Verweigerung!

  • Katja Baumgarten: „Wie unerschrocken und kraftvoll muss eine Frau sein, wenn sie sich vertrauensvoll in die Zukunft mit ihrem neugeborenen Kind aufmacht?“

  • Der Selbsthilfeverein Licht & Schatten schätzt, dass hierzulande jährlich für etwa 100.000 Frauen ihre Mutterschaft mit einer seelischen Krise beginnt – genau in der sensiblen Zeit, die für die Eltern-Kind-Bindung so wichtig ist. Sich diesen enormen Anteil belasteter Familien bewusst zu machen, ist schwer zu ertragen – auch heute noch ein Tabu. Was drückt sich aus in dieser Erkrankung der Seele? Wie oft mag dieses familiäre Drama ganz in unserer Nähe ohne Hilfe in den eigenen vier Wänden im Stillen gefangen bleiben? Ist eine peripartale Depression nur als ein individuelles Problem, als hormonelle Entgleisung, als lebensgeschichtliche Schwäche zu deuten?

    Wenn fast ein Sechstel aller Mütter mit verletzter Seele aus ihrer Schwangerschaft und Geburt hervorgehen, sinniert man über Zusammenhänge. Diese Mütter funktionieren nicht erwartungsgemäß – ihr Unvermögen, die Rolle als liebende, fürsorgliche Mutter zu erfüllen, ist eine innere Verweigerung, wenn auch nicht bewusst und freiwillig. Sie sind der Sand im Getriebe in der Keimzelle der Gesellschaft, sie bedienen nicht unser Bild vom Familienglück. Ihr Leid ist eine stille Demonstration, die gehört und ernst genommen werden muss.

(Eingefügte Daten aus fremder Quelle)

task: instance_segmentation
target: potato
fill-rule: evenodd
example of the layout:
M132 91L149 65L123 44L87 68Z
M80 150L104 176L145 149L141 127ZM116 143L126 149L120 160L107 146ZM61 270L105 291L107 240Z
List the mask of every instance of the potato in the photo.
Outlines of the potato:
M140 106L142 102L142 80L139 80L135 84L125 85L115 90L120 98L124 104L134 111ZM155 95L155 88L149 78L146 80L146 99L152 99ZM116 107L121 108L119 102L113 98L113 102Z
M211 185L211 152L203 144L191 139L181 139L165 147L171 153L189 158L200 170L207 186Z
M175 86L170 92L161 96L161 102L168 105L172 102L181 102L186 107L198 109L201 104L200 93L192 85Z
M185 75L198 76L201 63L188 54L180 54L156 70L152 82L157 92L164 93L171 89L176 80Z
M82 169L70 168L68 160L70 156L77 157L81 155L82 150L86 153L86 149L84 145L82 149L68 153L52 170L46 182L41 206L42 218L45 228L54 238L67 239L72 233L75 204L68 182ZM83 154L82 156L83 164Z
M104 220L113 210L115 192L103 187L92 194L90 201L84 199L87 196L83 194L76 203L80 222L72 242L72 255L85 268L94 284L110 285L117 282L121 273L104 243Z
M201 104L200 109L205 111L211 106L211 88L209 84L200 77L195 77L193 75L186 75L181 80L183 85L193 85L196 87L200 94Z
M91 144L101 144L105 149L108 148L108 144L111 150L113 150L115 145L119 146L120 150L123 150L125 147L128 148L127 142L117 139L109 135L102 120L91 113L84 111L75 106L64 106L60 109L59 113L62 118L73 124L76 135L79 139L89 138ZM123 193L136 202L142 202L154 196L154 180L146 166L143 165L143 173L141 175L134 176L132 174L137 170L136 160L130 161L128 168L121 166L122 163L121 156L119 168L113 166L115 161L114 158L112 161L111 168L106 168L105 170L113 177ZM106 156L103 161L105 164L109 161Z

    Was mag diese Frauen daran hindern, zuversichtlich in die Mutterschaft zu starten? Durch den an Defiziten orientierten Blick in der Schwangerenvorsorge werden immer mehr Frauen systematisch ihr Selbstvertrauen und ihre Eigenkompetenz als Mutter abtrainiert. Viele erleben ihre Geburten mit zahlreichen Interventionen ohnmächtig und behalten sie als persönliches Versagen in Erinnerung. Auch die unzähligen Trennungsgeschichten im Umfeld – selten wird die Elternschaft anschließend wirklich reibungslos geteilt, ohne dass die Mutter auf dem Löwenanteil der Verantwortung sitzen bleibt. Wie unerschrocken und kraftvoll muss eine Frau sein, wenn sie sich ohne Brüche vertrauensvoll in die Zukunft mit ihrem neugeborenen Kind aufmacht? Auch nach über 100 Jahren Frauenbewegung und über 60 Jahre nach der Veröffentlichung von Simone de Beauvoirs Werk „Das andere Geschlecht" ist die Frage der Mutterschaft gesellschaftlich noch nicht zufriedenstellend gelöst: Die Vereinbarkeit von Beruf und Mutterschaft liegt ebenso im Argen wie die selbstverständliche und unterdessen fast langweilige Forderung nach gleicher Bezahlung und Chancengleichheit von Frauen und Männern. Spätestens wenn die Frau zur Mutter wird, spürt sie die Falle, in die sie durch ihre Biologie geraten kann, wenn sie plötzlich selbst schutzbedürftig und abhängig wird, im Moment wo sie ihrem Kind ihren Körper schenkt und ihre Seele öffnet. Mit der Entscheidung zum Kind werden ihre eigenen Entscheidungen von nun an auf längere Sicht hin nicht mehr frei sein. Wen wundert‘s, wenn der Übergang nicht für jede Frau ohne schwere Krise zu meistern ist.